Filtered and annotated DataFrame with added Mbp column and removed duplicates

Return type:

pandas.DataFrame

Raises:
  • TypeError – If input parameters are not of the expected types

  • FileNotFoundError – If output_folder does not exist

  • ValueError – If no significant SNPs are found in the specified region

Notes

The function removes duplicate SNPs, keeping the first occurrence only. Position values are converted to Megabase pairs in the output DataFrame.

ideal_genom.visualization.zoom_heatmap.snp_annotations(data_df: DataFrame, snp_col: str, pos_col: str, chr_col: str, build: str = '38', anno_source: str = 'ensembl', gtf_path: str | None = None, batch_size: int = 100, request_persec: int = 15) DataFrame

Annotate SNPs with gene names and functional consequences using Ensembl databases.

This function takes a DataFrame containing SNP information and adds gene name annotations and functional consequence annotations using Ensembl VEP (Variant Effect Predictor) API.

Parameters:
  • data_df (pandas.DataFrame) – Input DataFrame containing SNP information

  • snp_col (str) – Name of column containing SNP IDs

  • pos_col (str) – Name of column containing genomic positions

  • chr_col (str) – Name of column containing chromosome numbers

  • build (str, optional) – Genome build version (‘38’, ‘37’, or ‘19’), by default ‘38’

  • anno_source (str, optional) – Source for annotations (‘ensembl’), by default ‘ensembl’

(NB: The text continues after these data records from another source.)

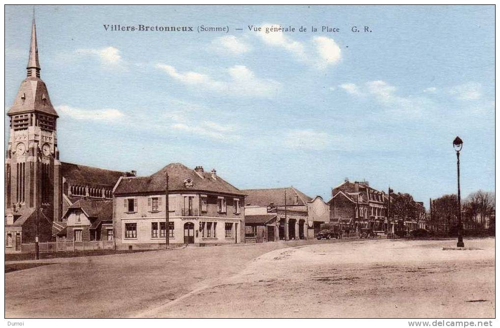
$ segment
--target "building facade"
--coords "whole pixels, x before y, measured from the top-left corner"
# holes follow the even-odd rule
[[[342,223],[358,231],[370,228],[379,233],[394,233],[394,225],[388,220],[386,194],[370,187],[364,181],[346,180],[332,190],[330,221]]]
[[[56,234],[66,241],[114,241],[113,201],[80,199],[70,206],[62,216],[66,226]]]
[[[245,217],[249,239],[264,241],[314,238],[329,220],[328,206],[321,197],[312,199],[291,187],[242,190],[248,196]]]
[[[117,249],[244,242],[244,193],[214,170],[169,164],[148,177],[120,178],[114,188]]]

  • gtf_path (str, optional) – Path to GTF file for annotations, by default None

  • batch_size (int, optional) – Number of SNPs to process in each API request batch, by default 100

  • request_persec (int, optional) – Maximum number of API requests per second, by default 15

Returns:

Input DataFrame augmented with gene name and functional consequence annotations. Added columns: - GENENAME: Gene name from Ensembl - Functional_Consequence: Most severe consequence from VEP

Return type:

pd.DataFrame

Raises:
  • ValueError – If specified genome build version is not supported If annotation source is not supported If the specified columns are not found in the DataFrame

  • TypeError – If input parameters are not of the expected types

Notes

Supports genome builds 19/37 and 38 using different Ensembl REST API endpoints. Implements rate limiting and batch processing for API requests.